Sonntagsbrief an die Gemeinde zum 23. August

Vöhringen, 22. August 2026

Liebe Mitchristen in der Gemeinde,

Die Dürre dieses Sommers steht uns vor Augen: Felder, Bäume und Gärten zeigen sich hitzeversehrt. Wir möchten gern glauben, es sei ein Ausnahmejahr. Aber die Sorge wächst, dass die Erderwärmung künftig Jahr für Jahr kaum erträgliche Hitze- und Dürrezeiten bescheren wird. Worte beim Propheten Jeremia drängen sich uns auf: „Wenn sie zum Brunnen kommen, finden sie kein Wasser und bringen ihre Gefäße leer zurück. Die Erde ist rissig, weil es nicht regnet.“ (14,3f) Menschen und Tiere leiden, die Natur verschmachtet. Und der Prophet fleht: „HERR, du bist der Trost Israels und sein Nothelfer. Warum stellst du dich, als wärst du ein Fremdling im Lande und ein Wanderer, der nur über Nacht bleibt?“ (14,8)
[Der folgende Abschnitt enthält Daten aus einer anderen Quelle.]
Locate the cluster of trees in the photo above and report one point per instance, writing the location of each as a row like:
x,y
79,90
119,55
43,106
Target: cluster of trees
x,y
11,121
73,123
Jeremia will uns zur Besinnung bringen: Unsere energieintensive Lebensweise hat für Mensch und Natur weltweit verheerende Folgen. Auch wenn wir als Einzelne aus eigenem Vermögen den Klimawandeln nicht aufhalten können, heißt es demütig zu werden und unsere Schuld vor Gott zu bringen. Wir brauchen ihn – nicht nur den Regen, sondern den, der unser Retter und Trost ist.

So bete ich mit Worten eines alten Gebetes aus dem Jahr 1732: Du mächtiger und gerechter, dazu auch barmherziger und gnädiger Gott! Du hast auch jetzt eine Zeitlang den Himmel verschlossen, sodass es nicht regnet. Die Erde ist ausgetrocknet, eine große Dürre ist vorhanden, und es steht im Lande allenthalben kläglich, weil du uns Hitze anstelle von Regen gegeben hast. Darum lechzt die Erde, die Äcker liegen traurig und neigen ihre Häupter.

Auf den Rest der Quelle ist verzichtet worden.